Qui il vino non è un oggetto da costruire in laboratorio, ma il risultato di mani, tempo e paesaggio. Ogni bottiglia è legata a un versante, a un sentiero, a un filare portato avanti anno dopo anno.
2004: l’inizio di un progetto
L’Azienda Agricola Possa nasce ufficialmente nel 2004, quando Samuele Heydi Bonanini decide di recuperare alcune porzioni di vigneto a Riomaggiore e cominciare a vinificare in proprio, con un approccio lontano dalle mode e vicino alla tradizione contadina. Le prime bottiglie sono poche centinaia; il progetto cresce passo dopo passo, seguendo un’idea chiara: ridare voce alle Cinque Terre attraverso il vino, senza piegarlo a standard omologanti.

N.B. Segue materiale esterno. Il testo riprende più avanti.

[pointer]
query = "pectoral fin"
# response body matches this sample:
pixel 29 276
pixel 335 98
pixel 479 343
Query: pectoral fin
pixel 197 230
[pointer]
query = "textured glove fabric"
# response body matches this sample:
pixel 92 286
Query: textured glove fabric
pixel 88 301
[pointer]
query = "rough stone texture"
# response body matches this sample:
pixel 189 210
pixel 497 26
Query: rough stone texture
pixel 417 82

Viticoltura eroica ogni giorno
La viticoltura a Possa è definita “eroica” non per moda, ma per necessità: pendii ripidi, accessi complessi, filari che si raggiungono a piedi o con piccole monorotaie. Ogni operazione – potatura, legatura, sfogliatura, diradamento, raccolta – è manuale. Negli anni, questo lavoro ha avuto anche una funzione territoriale: contrastare l’abbandono delle vigne, mantenere i muretti a secco, ridurre il rischio di frane e degrado.
La cantina: legno, acciaio, anfora
In cantina viene ripreso l’uso del legno sia per la fermentazione che per l’affinamento, non solo rovere ma anche altre essenze tradizionali. Accanto al legno convivono acciaio e anfore, a seconda del vino e dell’annata. Le fermentazioni sono spesso spontanee, condotte da lieviti indigeni, e l’utilizzo di solforosa è misurato con attenzione. Il lavoro sulla pulizia – anche attraverso l’uso del vapore – permette di ridurre i trattamenti invasivi e mantenere i vini vivi e precisi.

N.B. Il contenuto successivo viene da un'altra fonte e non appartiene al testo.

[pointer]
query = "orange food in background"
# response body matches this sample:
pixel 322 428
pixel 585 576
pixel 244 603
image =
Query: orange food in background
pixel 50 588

Senza chimica, con responsabilità
Fin dall’inizio, l’approccio di Possa è stato quello di evitare la chimica di sintesi, sia in vigna che in cantina, privilegiando pratiche agronomiche rispettose, basso impatto e scelte energetiche sobrie. Non si tratta solo di produrre vino, ma di custodire un paesaggio fragile e di farlo in modo che possa essere trasmesso a chi verrà dopo.